- Country: Australia
- Location: Balranald, New South Wales
- Coordinates: 34°47′S 143°30′E﻿ / ﻿34.79°S 143.50°E
- Status: Commissioned
- Construction began: October 2018
- Commission date: 2021; 5 years ago
- Owner: RWE
- Operator: Belectric (subsidiary of Innogy)

Solar farm
- Type: Flat-panel PV
- Collectors: 872,000
- Site area: 900 ha (2,200 acres)

Power generation
- Nameplate capacity: 313MW AC (349MW DC)

External links
- Website: iam.innogy.com/en/about-innogy/innogy-innovation-technology/renewables/solar-energy/limondale-solar-plant

= Limondale Solar Farm =

Limondale Solar Farm is a solar farm south of Balranald in southwestern New South Wales, Australia. When it was completed, it was the largest solar farm in Australia. It is owned by German company RWE through a subsidiary Belectric Solar and Battery, and was constructed by Australian engineering company Downer Group.

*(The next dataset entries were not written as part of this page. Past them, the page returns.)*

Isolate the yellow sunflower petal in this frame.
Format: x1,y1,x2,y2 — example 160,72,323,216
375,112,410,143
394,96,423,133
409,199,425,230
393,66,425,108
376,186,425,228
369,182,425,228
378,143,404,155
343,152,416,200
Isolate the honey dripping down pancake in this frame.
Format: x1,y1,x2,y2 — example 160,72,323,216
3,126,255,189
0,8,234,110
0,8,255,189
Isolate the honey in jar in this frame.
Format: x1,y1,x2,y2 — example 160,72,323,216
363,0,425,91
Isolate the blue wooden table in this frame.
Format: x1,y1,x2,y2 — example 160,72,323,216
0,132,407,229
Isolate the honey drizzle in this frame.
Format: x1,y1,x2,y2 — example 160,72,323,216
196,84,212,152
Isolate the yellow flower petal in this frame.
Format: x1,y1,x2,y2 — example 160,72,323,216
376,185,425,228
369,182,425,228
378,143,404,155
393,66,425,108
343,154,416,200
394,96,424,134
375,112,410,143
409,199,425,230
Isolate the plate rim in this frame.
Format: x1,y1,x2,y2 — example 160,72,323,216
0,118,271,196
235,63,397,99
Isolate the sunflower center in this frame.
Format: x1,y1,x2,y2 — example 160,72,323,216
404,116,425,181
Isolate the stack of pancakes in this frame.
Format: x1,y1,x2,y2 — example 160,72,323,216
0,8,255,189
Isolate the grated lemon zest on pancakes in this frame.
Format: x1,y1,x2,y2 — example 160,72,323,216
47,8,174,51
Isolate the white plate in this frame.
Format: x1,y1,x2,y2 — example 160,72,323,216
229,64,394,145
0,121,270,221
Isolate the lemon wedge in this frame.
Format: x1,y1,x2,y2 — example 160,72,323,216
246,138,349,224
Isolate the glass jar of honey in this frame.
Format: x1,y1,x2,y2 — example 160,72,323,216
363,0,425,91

The Limondale site was identified and the initial proposal was developed by Overland Sun Farming. The site is adjacent to a Transgrid 220kV substation, shared with Sunraysia. The development received planning consent from the New South Wales government on 1 September 2017. Innogy was initially brought in as a financial partner, but then it acquired ownership in September 2018, prior to construction. Construction began in October 2018, and was completed in 2020.

Immediately south of the Limondale solar farm, the Sunraysia Solar Farm was commissioned in 2022.

A 50 MW / 400 MWh (8-hour) grid battery started operating in 2026.